The global crisis has left deep economic scars. “My first reaction must have been a bit like that of the captain of the Titanic when he was told by the ship’s architect that it would sink within a few hours,” Mr Darling wrote. “There were not enough lifeboats for all the passengers.”

The troubles with Britain’s banks began with a run on the regional Northern Rock bank, a frenzy that officials tried to counter with injections of public money.

Even at that time, economic conditions in Britain were “perhaps the worst in sixty years,” Darling said in a newspaper interview, and the slump would be “deeper and longer-lasting than people thought.” His comments sparked protests among Mr Brown’s supporters.

But as the crisis spread, Mr. Darling later said in an interview, his “scariest” moment came one morning during the crisis, when a top executive at the Royal Bank of Scotland told him the bank would then run out of money to sit. afternoon – an almost unthinkable prospect for a financial institution that is among the largest in the world.

“What was in my head at that moment is that if people thought the largest bank in the world had failed, there wouldn’t be a bank in the Western world that would be safe,” he said.

Mr Darling was widely praised for his handling of the crisis. But his subsequent political career was marked by a row with Mr Brown over post-crisis spending, with Mr Darling trying to impose some sort of cap. Ultimately, the Labor Party was voted out of office in 2010 and went into opposition.

Mr Darling has broken new bipartisan ground by campaigning alongside Conservative politicians against the idea of ​​Scottish independence. Opponents of secession won a referendum in 2014, but Scots turned against Labor in favor of the pro-independence Scottish National Party.

Mr Darling, elevated to the peerage in 2015 as Baron Darling of Roulanish and made a member of the House of Lords, campaigned unsuccessfully to oppose Britain’s departure from the European Union.

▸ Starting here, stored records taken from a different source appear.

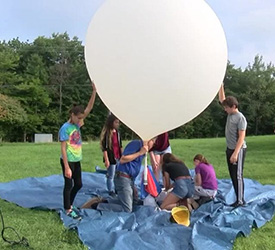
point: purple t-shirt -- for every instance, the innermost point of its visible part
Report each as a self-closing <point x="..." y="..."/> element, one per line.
<point x="208" y="176"/>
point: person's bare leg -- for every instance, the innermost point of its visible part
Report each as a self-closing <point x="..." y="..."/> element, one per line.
<point x="157" y="168"/>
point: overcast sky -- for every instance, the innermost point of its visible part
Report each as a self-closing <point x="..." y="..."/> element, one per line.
<point x="249" y="25"/>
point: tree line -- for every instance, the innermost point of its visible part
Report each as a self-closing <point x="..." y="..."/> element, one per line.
<point x="41" y="80"/>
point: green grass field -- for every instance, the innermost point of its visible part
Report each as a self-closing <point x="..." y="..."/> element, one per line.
<point x="44" y="229"/>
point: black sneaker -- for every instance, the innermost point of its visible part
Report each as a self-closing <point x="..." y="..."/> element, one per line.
<point x="74" y="215"/>
<point x="93" y="203"/>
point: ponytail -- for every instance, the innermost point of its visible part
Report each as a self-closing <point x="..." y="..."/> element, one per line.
<point x="201" y="158"/>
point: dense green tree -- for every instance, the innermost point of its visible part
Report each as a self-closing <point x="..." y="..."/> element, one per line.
<point x="42" y="80"/>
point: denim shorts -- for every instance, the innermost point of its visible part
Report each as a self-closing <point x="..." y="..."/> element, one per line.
<point x="167" y="150"/>
<point x="183" y="188"/>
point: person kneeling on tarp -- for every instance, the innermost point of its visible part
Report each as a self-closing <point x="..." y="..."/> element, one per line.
<point x="183" y="186"/>
<point x="127" y="170"/>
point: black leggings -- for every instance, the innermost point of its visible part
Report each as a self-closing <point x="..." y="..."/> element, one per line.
<point x="71" y="185"/>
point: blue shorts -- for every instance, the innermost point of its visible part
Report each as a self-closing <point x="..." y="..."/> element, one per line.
<point x="167" y="150"/>
<point x="183" y="188"/>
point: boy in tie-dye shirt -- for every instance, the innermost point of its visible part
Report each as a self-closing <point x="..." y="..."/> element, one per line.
<point x="71" y="154"/>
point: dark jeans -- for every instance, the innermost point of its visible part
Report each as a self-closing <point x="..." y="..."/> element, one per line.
<point x="236" y="173"/>
<point x="71" y="185"/>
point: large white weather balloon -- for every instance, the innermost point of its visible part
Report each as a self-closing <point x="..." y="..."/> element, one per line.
<point x="156" y="63"/>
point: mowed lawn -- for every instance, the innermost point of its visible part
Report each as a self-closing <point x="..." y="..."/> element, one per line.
<point x="44" y="229"/>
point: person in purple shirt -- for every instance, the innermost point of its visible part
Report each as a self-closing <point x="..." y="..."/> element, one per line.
<point x="205" y="178"/>
<point x="127" y="170"/>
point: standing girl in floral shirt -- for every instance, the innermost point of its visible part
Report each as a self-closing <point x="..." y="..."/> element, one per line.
<point x="71" y="154"/>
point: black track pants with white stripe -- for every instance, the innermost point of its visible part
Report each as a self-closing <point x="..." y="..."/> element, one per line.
<point x="236" y="173"/>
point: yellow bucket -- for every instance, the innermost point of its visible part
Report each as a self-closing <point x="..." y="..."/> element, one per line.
<point x="180" y="215"/>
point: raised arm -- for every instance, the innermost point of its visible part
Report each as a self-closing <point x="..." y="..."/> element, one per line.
<point x="91" y="102"/>
<point x="221" y="93"/>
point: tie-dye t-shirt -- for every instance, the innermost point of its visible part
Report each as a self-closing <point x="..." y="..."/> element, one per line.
<point x="71" y="134"/>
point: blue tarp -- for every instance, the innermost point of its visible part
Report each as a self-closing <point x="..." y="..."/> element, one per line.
<point x="213" y="226"/>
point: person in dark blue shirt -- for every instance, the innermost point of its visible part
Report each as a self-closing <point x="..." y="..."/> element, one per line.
<point x="127" y="170"/>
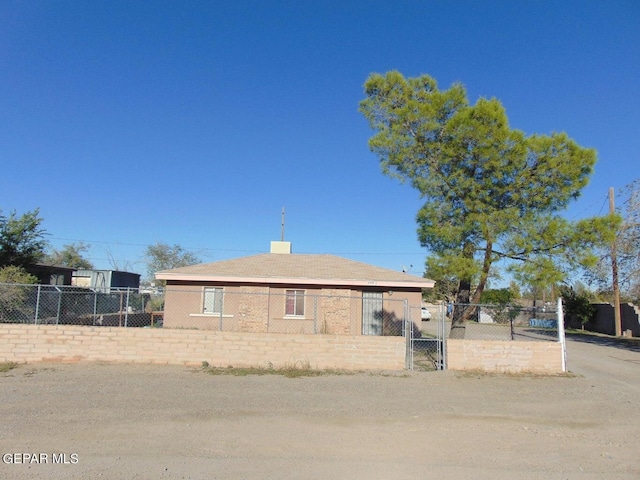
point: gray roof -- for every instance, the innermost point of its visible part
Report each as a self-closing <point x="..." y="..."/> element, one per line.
<point x="295" y="268"/>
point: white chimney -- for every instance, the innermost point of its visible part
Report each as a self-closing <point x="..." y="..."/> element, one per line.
<point x="281" y="247"/>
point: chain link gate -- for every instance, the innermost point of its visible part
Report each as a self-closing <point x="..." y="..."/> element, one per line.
<point x="426" y="338"/>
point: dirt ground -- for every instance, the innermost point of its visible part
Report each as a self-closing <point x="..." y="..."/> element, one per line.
<point x="165" y="422"/>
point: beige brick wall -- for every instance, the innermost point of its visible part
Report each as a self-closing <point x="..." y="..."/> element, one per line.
<point x="35" y="343"/>
<point x="504" y="356"/>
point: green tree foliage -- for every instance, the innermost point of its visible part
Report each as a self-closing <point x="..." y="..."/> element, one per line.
<point x="14" y="274"/>
<point x="163" y="257"/>
<point x="497" y="296"/>
<point x="14" y="292"/>
<point x="71" y="255"/>
<point x="22" y="240"/>
<point x="491" y="193"/>
<point x="577" y="305"/>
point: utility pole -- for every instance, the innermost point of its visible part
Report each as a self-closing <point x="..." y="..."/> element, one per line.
<point x="614" y="269"/>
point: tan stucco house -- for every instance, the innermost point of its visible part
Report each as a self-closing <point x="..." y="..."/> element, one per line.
<point x="290" y="293"/>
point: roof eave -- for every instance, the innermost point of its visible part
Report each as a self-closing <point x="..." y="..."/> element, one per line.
<point x="296" y="281"/>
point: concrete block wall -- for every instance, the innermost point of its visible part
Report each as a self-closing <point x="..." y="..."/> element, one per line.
<point x="50" y="343"/>
<point x="504" y="356"/>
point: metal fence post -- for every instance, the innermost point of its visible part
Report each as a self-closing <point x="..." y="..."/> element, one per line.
<point x="408" y="336"/>
<point x="95" y="306"/>
<point x="442" y="334"/>
<point x="59" y="306"/>
<point x="315" y="314"/>
<point x="35" y="320"/>
<point x="126" y="310"/>
<point x="561" y="336"/>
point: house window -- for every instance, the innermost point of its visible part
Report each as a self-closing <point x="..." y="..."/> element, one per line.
<point x="294" y="306"/>
<point x="213" y="300"/>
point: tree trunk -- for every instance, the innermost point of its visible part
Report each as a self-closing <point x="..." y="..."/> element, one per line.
<point x="459" y="320"/>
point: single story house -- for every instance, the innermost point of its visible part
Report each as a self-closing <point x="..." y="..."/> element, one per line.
<point x="106" y="281"/>
<point x="291" y="293"/>
<point x="49" y="274"/>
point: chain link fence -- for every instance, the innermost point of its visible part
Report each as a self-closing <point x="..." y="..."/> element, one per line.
<point x="509" y="322"/>
<point x="283" y="311"/>
<point x="68" y="305"/>
<point x="208" y="308"/>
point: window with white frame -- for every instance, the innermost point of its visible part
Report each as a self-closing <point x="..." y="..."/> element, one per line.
<point x="213" y="300"/>
<point x="294" y="303"/>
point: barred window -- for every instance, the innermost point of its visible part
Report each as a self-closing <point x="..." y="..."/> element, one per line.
<point x="213" y="300"/>
<point x="294" y="304"/>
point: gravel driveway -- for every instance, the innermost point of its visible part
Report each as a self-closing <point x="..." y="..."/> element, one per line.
<point x="165" y="422"/>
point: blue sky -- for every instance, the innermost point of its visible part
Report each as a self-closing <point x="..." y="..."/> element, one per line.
<point x="134" y="122"/>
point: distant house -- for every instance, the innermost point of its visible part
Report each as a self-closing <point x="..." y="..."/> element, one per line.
<point x="295" y="293"/>
<point x="49" y="274"/>
<point x="106" y="280"/>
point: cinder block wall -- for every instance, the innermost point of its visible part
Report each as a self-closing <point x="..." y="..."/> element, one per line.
<point x="504" y="356"/>
<point x="36" y="343"/>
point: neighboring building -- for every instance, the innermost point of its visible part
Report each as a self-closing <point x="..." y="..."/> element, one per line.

In 2020 he withdrew from the Senate.

Alastair Maclean Darling was born on November 28, 1953 in London. He was the eldest of four children of Thomas and Anna (Maclean) Darling. His father was a civil engineer. He studied law in Scotland at the University of Aberdeen, where he had a reputation as a Marxist. He joined the Labor Party in 1977 and was elected to the British Parliament ten years later.

In 1986 he married a journalist, Margaret Vaughan, and they had two children, Calum and Anna.

Labor won a landslide victory in 1997 under Mr Blair, and Mr Darling became associated with the so-called New Labour-reform wing of the party around Mr Blair. Former colleagues said Thursday that he had a dry wit and a reputation for what Brian Wilson, a former Labor secretary, called “a good moral and political compass.”

But surprisingly, his political enemies in the Conservative government were unusually complimentary. Mr Darling had been “one of the great chancellors”, said Jeremy Hunt, the current Chancellor of the Exchequer, adding that he “did the right thing for the country at a time of extraordinary turmoil”.